Debezium Connector 설정

{
  "name": "outbox-connector",
  "config": {
    "connector.class": "io.debezium.connector.postgresql.PostgresConnector",
    "database.hostname": "postgres",
    "database.port": "5432",
    "database.user": "postgres",
    "database.password": "postgres",
    "database.dbname": "orderdb",
    "database.server.name": "orderdb",
    "table.include.list": "public.outbox_events",
    "transforms": "outbox",
    "transforms.outbox.type": "io.debezium.transforms.outbox.EventRouter",
    "transforms.outbox.table.field.event.id": "id",
    "transforms.outbox.table.field.event.key": "aggregate_id",
    "transforms.outbox.table.field.event.type": "event_type",
    "transforms.outbox.table.field.event.payload": "payload",
    "transforms.outbox.route.topic.replacement": "${routedByValue}-events",
    "transforms.outbox.table.fields.additional.placement": "aggregate_type:header:aggregateType"
  }
}

Connector 등록

curl -X POST http://localhost:8083/connectors \
  -H "Content-Type: application/json" \
  -d @outbox-connector.json

Debezium Outbox Event Router

Debezium의 Outbox Event Router는 outbox 테이블의 레코드를 자동으로 적절한 토픽으로 라우팅합니다.

// Outbox 테이블 구조 (Debezium용)
@Entity
@Table(name = "outbox_events")
class OutboxEvent(
    @Id
    val id: UUID = UUID.randomUUID(),

    @Column(name = "aggregate_type", nullable = false)
    val aggregateType: String,

    @Column(name = "aggregate_id", nullable = false)
    val aggregateId: String,

    @Column(name = "event_type", nullable = false)
    val eventType: String,

    @Column(columnDefinition = "JSONB", nullable = false)
    val payload: String
)

Service Layer (CDC 방식)

@Service
class OrderService(
    private val orderRepository: OrderRepository,
    private val outboxRepository: OutboxRepository,
    private val objectMapper: ObjectMapper
) {
    @Transactional
    fun createOrder(command: CreateOrderCommand): Order {
        val order = orderRepository.save(Order.create(command))

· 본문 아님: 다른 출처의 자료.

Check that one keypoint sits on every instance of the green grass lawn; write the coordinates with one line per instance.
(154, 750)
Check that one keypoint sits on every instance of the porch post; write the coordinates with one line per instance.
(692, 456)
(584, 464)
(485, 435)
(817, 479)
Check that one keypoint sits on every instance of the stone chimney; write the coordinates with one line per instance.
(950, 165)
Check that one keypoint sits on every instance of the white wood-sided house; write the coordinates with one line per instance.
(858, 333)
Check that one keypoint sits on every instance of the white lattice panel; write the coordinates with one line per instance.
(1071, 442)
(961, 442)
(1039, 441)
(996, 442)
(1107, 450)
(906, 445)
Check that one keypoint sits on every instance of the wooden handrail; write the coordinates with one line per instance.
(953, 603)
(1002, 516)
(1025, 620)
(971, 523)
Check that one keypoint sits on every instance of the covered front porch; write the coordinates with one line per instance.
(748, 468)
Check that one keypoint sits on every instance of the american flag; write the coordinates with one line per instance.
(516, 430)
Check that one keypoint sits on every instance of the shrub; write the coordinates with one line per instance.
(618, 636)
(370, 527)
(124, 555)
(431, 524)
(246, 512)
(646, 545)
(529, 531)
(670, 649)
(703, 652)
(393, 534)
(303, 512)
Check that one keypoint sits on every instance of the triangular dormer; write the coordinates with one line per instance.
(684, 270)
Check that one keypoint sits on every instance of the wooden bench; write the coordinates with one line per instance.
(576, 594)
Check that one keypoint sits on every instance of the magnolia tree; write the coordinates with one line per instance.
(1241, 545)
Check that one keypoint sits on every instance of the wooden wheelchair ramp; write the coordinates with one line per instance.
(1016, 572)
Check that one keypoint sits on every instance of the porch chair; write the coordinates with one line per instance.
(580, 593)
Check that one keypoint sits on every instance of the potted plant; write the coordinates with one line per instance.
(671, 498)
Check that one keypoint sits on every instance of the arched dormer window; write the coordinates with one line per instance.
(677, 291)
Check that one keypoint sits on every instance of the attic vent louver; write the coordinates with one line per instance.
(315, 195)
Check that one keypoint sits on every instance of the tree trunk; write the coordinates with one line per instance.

        // Outbox에 저장하면 Debezium이 자동으로 Kafka로 전송
        outboxRepository.save(
            OutboxEvent(
                aggregateType = "Order",
                aggregateId = order.id,
                eventType = "OrderCreated",
                payload = objectMapper.writeValueAsString(
                    OrderCreatedEvent(order)
                )
            )
        )

        return order
    }
}

Exactly-Once Semantics 보장

Consumer 측 Idempotency

@Component
class OrderEventConsumer(
    private val processedEventRepository: ProcessedEventRepository
) {
    @KafkaListener(topics = ["order-events"])
    @Transactional
    fun handleOrderEvent(
        @Payload payload: String,
        @Header(KafkaHeaders.RECEIVED_KEY) key: String,
        @Header("id") eventId: String
    ) {
        // 이미 처리된 이벤트인지 확인
        if (processedEventRepository.existsById(eventId)) {
            logger.info("Event already processed: $eventId")
            return
        }

        // 이벤트 처리
        processEvent(payload)

        // 처리 완료 기록
        processedEventRepository.save(ProcessedEvent(eventId, Instant.now()))
    }
}

@Entity
@Table(name = "processed_events")
class ProcessedEvent(
    @Id
    val eventId: String,
    val processedAt: Instant
)

Outbox 테이블 정리

Outbox 테이블이 무한히 커지는 것을 방지하기 위한 정리 작업:

@Component
class OutboxCleaner(
    private val outboxRepository: OutboxRepository
) {
    @Scheduled(cron = "0 0 2 * * *") // 매일 새벽 2시
    @Transactional
    fun cleanOldEvents() {
        val cutoffTime = Instant.now().minus(Duration.ofDays(7))
        val deletedCount = outboxRepository.deleteByStatusAndCreatedAtBefore(
            OutboxStatus.PROCESSED,
            cutoffTime
        )
        logger.info("Deleted $deletedCount old outbox events")
    }
}

성능 최적화

Batch Processing

@Component
class BatchOutboxPublisher(
    private val outboxRepository: OutboxRepository,
    private val kafkaTemplate: KafkaTemplate<String, String>
) {
    @Scheduled(fixedDelay = 500)
    @Transactional
    fun publishBatch() {
        val events = outboxRepository.findPendingEvents(limit = 1000)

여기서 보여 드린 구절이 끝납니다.